Well, let’s define it here. It’s a strong northerly wind that picks up dust from Syria and Jordan and carries it all the way down the Arabian peninsula.

And it’s shamal-ing right now as I type this. The winds are gusting to 40 knots from the northwest, and the dust came down all the way from Syria — we watched it on the satellite! I even saw the wall of dust towards the northwest minutes before the winds started here, but I was in a no-photography area so I wasn’t able to capture it for you.

(Side note: I have to give public kudos to the forecast team in the U.S. and here at my base for the great job they did predicting its onset here. They said it would arrive by noon, and it got here at 11:55am!)

I have a couple pictures of what shamal vs. non-shamal conditions look like here, but they didn’t turn out really well. I won’t include them here, but I wish I could have captured how it looks here better.

It looks like fog. That “you can’t see your hand in front of your face” kind of fog. If you’re standing inside looking out into this stuff out the window it looks like a brownish-yellow fog. But the wind is howling…and if you inhale too deeply, you start coughing. If you breathe the air without a cover over your mouth for too long, you feel the grit on your teeth. It smells sort of like chalkboard chalk. Do you remember clapping together blackboard erasers when you were younger? And inhaling that dust for too long? That’s the sensation.
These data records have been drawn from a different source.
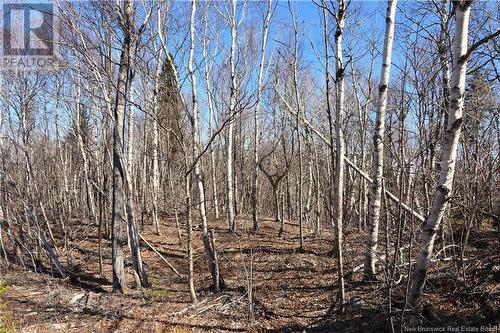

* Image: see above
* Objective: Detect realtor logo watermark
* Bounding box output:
[0,0,59,70]
[403,324,500,333]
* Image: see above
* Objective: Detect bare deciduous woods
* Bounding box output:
[363,0,397,280]
[0,0,500,332]
[409,0,471,306]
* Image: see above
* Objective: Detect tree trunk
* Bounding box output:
[112,0,133,292]
[188,0,226,289]
[252,0,272,232]
[334,0,346,304]
[363,0,397,280]
[226,0,237,231]
[408,1,471,306]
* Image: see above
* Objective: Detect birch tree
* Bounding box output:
[252,0,273,232]
[408,0,472,306]
[363,0,397,281]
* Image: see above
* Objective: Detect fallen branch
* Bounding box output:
[278,94,425,222]
[138,233,183,278]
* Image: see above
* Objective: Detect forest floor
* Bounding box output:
[0,217,500,332]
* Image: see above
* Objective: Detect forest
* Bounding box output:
[0,0,500,333]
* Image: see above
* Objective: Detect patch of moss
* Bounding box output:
[144,274,168,304]
[0,280,16,333]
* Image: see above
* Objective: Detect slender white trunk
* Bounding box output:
[252,0,272,231]
[363,0,397,280]
[188,0,225,291]
[151,24,162,235]
[408,1,471,306]
[334,0,346,304]
[112,0,133,292]
[203,14,219,220]
[226,0,237,231]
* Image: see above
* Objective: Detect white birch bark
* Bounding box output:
[112,0,133,292]
[334,0,346,304]
[408,1,471,306]
[203,8,219,220]
[226,0,237,231]
[363,0,397,280]
[252,0,272,232]
[188,0,226,291]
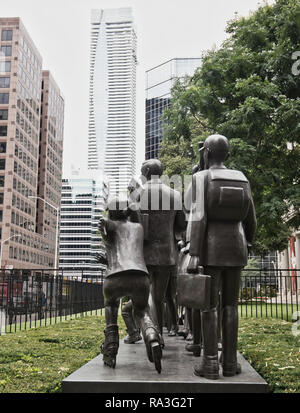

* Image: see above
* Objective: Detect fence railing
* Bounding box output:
[239,269,300,321]
[0,269,104,334]
[0,269,300,334]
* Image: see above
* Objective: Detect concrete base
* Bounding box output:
[62,334,268,393]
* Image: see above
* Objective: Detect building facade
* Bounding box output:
[145,58,201,159]
[0,18,63,268]
[88,8,137,194]
[59,170,108,278]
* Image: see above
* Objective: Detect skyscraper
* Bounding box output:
[88,8,137,194]
[59,170,107,278]
[145,58,201,159]
[0,18,64,268]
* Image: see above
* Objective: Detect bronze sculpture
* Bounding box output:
[99,198,161,373]
[187,135,256,379]
[140,159,186,345]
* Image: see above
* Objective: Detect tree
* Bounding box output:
[160,0,300,255]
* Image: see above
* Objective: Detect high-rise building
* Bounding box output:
[0,18,64,268]
[145,58,201,159]
[88,8,137,194]
[59,170,108,278]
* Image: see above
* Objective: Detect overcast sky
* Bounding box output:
[0,0,272,174]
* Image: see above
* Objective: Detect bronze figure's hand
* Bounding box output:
[187,255,199,273]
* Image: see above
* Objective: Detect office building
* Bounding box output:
[145,58,201,159]
[88,8,137,194]
[59,170,108,278]
[0,18,64,268]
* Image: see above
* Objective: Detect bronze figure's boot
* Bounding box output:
[122,301,142,344]
[141,321,162,373]
[222,306,241,377]
[185,344,201,357]
[194,309,219,380]
[100,324,119,369]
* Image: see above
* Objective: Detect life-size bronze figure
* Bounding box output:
[99,198,162,373]
[140,159,186,337]
[187,135,256,379]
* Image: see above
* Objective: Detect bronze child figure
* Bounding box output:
[99,198,162,373]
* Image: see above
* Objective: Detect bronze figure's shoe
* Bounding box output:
[124,331,142,344]
[222,363,242,377]
[151,341,162,374]
[194,356,219,380]
[144,327,162,373]
[186,332,193,341]
[100,324,119,369]
[159,334,165,349]
[177,330,189,339]
[168,328,177,337]
[185,344,201,357]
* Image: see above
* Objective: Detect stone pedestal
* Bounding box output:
[62,335,268,393]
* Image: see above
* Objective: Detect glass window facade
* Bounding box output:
[145,58,201,159]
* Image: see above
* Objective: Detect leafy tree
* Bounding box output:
[159,0,300,255]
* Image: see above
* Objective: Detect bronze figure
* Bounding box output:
[140,159,186,337]
[99,198,161,373]
[187,135,256,379]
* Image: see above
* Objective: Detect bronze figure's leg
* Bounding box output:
[122,300,142,344]
[194,267,221,380]
[185,309,202,357]
[166,274,178,337]
[222,268,241,377]
[100,277,120,368]
[149,267,170,335]
[132,276,162,373]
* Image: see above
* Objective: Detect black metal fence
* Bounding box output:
[0,269,300,334]
[0,269,104,334]
[239,268,300,321]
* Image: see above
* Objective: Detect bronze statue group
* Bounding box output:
[99,135,256,380]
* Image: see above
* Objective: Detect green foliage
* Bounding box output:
[0,316,126,393]
[159,0,300,255]
[238,318,300,393]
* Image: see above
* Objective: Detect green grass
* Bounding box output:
[239,302,300,321]
[239,318,300,393]
[0,316,126,393]
[0,315,300,393]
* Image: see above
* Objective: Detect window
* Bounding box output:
[0,62,11,73]
[0,125,7,136]
[0,46,11,56]
[1,30,12,41]
[0,93,9,105]
[0,142,6,153]
[0,109,8,120]
[0,77,10,87]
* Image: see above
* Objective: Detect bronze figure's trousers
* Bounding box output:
[147,265,176,334]
[203,266,242,376]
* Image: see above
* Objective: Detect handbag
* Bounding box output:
[177,248,211,310]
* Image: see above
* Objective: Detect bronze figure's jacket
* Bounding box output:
[187,168,256,267]
[140,179,186,266]
[103,219,148,277]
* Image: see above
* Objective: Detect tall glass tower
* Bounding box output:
[88,8,137,194]
[145,57,202,159]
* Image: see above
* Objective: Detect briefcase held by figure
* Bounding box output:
[177,250,211,310]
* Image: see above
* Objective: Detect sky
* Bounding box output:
[0,0,272,176]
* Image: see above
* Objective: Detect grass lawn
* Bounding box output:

You feel the grit on your hands, in your hair, and on the surface of your skin. I stood outside for 5 minutes waiting for a bus from my duty location back to my dorms and could feel how dirty my hair was in that short time. Again, remember how chalk dust feels on your hands after you’ve dusted off the excess. A fine grit.

If your eyes aren’t covered, the dust gets into the eyes and it’s difficult to see as your eyes get watery. I have goggles for my eyes and am carrying around a small towel to cover my mouth.

I was talking to a British fighter pilot today right when the storm started and in a typical British no-holds-barred fashion, he gave gory details about where on our person we’d be finding shamal dust remnants for days after the event ends. I can’t wait.

It becomes hazardous to do things outside in these conditions. As if the winds and reduced visibilities aren’t enough of a problem, the respiratory hazards associated with prolonged inhaling of this dust can be a problem too.

Even though I’m inside right now typing this (I am usually outside where the WiFi is stronger), there’s still a layer of dust settling on my keyboard, and the table on which my laptop is sitting.

A shamal event wreaked havoc on the coalition invasion of Iraq in 2003. For you weather weenies, here’s a paper about the meteorology of the shamal that impacted the “march to Baghdad” in late March ’03. There are arguments to this day about the amount of advantage coalition forces were able to gain from the duststorm, but I’m not going there.

So it’ll be interesting to see how I feel when this is all done, and how long before I blow all the dust out of my nose, clean it out of my ears, and wash it out of my hair.